Le ministre américain de la Justice Eric Holder a déclaré dimanche qu’il n’y avait « pas d’information crédible » attestant qu’Al-Qaïda ou que l’EI soient derrière les attentats de Paris.

« A ce stade, nous n’avons pas d’information crédible qui puisse nous permettre de déterminer quelle organisation est responsable » de ces attaques, a déclaré le ministre sur la chaîne de télévision américaine ABC depuis Paris, où il a participé à une réunion internationale contre le terrorisme.
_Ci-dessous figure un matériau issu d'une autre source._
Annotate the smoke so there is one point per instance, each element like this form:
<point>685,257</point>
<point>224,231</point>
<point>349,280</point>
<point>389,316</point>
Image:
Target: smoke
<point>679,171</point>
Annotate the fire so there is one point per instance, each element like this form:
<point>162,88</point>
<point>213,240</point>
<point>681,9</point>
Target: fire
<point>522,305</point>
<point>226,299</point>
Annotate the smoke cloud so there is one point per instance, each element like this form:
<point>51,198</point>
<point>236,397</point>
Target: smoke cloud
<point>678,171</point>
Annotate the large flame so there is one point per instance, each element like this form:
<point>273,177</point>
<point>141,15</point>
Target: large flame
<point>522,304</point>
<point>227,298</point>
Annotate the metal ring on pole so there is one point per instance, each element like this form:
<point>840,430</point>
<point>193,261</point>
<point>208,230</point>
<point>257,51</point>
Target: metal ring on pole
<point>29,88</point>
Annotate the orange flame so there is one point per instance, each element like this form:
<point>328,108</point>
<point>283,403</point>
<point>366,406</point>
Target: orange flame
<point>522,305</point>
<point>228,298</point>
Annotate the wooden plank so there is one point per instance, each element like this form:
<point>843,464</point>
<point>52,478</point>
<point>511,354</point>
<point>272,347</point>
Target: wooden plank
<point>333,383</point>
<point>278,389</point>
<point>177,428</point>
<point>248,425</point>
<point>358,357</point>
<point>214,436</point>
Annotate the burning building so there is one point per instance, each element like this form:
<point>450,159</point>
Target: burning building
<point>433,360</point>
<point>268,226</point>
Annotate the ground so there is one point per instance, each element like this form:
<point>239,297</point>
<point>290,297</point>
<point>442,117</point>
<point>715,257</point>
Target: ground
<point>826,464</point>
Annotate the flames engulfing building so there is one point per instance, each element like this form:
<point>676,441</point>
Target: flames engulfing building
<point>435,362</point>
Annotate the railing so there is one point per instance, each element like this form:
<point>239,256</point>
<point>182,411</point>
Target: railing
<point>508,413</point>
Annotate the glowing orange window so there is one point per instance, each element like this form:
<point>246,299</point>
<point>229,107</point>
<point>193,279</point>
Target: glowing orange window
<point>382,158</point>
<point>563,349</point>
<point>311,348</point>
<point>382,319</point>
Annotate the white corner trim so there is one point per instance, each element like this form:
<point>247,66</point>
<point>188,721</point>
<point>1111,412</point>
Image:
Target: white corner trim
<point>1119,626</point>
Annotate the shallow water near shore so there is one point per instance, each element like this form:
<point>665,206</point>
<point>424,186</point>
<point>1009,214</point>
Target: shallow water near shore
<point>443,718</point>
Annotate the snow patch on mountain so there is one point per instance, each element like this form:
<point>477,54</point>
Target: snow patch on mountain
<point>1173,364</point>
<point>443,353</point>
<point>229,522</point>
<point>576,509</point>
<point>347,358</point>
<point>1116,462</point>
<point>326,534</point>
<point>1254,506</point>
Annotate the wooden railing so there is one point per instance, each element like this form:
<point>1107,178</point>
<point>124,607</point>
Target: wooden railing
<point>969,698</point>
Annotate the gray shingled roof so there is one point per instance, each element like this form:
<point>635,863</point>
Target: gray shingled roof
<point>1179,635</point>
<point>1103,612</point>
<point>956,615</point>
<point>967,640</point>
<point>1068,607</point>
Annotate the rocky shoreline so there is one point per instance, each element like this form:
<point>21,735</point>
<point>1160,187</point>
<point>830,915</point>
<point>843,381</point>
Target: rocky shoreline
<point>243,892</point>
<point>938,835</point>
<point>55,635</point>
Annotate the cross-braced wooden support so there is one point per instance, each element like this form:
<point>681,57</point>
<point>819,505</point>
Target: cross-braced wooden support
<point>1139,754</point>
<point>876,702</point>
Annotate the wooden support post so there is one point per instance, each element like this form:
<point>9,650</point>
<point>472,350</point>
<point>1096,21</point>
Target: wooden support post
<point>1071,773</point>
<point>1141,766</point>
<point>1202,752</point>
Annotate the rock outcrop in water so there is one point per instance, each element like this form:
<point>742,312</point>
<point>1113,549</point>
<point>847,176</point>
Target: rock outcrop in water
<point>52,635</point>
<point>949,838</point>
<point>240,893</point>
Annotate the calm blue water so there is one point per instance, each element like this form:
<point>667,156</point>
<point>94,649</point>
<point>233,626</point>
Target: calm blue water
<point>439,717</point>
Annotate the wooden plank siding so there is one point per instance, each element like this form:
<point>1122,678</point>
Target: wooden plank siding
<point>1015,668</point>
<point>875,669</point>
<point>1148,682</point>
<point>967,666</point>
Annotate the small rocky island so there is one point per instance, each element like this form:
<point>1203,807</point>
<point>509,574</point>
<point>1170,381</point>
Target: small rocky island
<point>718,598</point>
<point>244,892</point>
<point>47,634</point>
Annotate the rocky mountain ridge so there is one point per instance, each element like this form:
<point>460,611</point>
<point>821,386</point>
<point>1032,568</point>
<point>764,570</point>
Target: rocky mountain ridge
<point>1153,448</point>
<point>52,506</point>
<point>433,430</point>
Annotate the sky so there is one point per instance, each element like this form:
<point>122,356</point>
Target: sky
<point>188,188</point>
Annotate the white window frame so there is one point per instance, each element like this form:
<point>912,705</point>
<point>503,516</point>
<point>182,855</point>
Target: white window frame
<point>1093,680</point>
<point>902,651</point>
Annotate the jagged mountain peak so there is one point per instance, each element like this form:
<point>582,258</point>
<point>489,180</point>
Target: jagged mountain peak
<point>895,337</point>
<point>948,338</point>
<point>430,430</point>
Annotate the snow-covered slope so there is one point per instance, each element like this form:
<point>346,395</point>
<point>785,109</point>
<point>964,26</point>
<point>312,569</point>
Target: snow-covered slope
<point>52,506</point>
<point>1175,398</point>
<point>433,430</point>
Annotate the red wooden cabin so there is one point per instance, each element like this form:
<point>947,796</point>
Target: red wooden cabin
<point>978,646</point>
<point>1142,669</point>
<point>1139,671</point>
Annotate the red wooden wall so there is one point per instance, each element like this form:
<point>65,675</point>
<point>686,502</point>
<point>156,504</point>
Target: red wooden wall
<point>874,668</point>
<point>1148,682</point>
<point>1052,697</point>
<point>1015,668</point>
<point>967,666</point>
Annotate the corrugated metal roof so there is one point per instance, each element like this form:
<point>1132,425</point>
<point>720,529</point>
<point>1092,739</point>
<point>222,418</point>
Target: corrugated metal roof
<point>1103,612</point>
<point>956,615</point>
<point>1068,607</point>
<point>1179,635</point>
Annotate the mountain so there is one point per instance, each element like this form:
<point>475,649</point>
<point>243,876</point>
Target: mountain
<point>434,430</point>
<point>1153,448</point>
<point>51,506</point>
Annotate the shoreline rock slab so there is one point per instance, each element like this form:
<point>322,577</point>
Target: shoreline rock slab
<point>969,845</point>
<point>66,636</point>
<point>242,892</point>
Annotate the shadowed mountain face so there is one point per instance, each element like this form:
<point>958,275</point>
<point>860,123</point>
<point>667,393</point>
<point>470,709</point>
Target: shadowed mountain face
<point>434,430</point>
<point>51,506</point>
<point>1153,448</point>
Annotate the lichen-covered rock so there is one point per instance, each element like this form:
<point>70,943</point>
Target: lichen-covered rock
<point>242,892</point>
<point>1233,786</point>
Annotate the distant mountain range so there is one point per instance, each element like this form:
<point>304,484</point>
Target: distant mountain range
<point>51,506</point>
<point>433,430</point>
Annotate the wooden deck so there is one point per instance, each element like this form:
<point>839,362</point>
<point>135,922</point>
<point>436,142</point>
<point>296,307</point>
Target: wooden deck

Le ministre américain a jugé qu’Al-Qaïda au Yemen et l’Etat islamique « posaient clairement une menace aux Etats-Unis ainsi qu’à leurs alliés ».

Le général Martin Dempsey, plus haut gradé américain, a également estimé dimanche sur la chaîne Fox News que le lien démontrant qu’Al-Qaïda avait pu conduire l’attaque contre le magazine satirique français Charlie Hebdo n’avait pas été « établi ».

Les frères Kouachi, accusés d’être les auteurs de la tuerie de Charlie Hebdo, « étaient inspirés d’une certaine façon. Ils n’étaient pas auto-radicalisés (…) il y a une indication que l’un d’entre eux avait reçu un entraînement au Yémen. Mais s’agissant de savoir si (l’attentat) était conduit par Al Qaïda, je ne pense pas que le lien soit établi », a déclaré le général Dempsey.

L’un des frères Kouachi, Chérif, s’était revendiqué d’Al-Qaïda dans la péninsule arabique (Aqpa), tandis que l’auteur présumé de la prise d’otages de la porte de Vincennes Amedy Coulibaly s’était réclamé de l’EI.

Avant sa mort, Chérif Kouachi a dit que son voyage au Yémen en 2011 avait été financé par l’islamiste américano-yéménite Anwar al-Aulaqi, tué au Yémen par une frappe de drone américain le 30 septembre 2011.

Dans sa conversation avec des journalistes de la chaîne française BFMTV, alors qu’il était retranché avec un otage dans une imprimerie à Dammartin-en-Goële, Chérif Kouachi a affirmé avoir été missionné pour agir en France par la branche d’Al-Qaïda en Arabie Saoudite et au Yémen.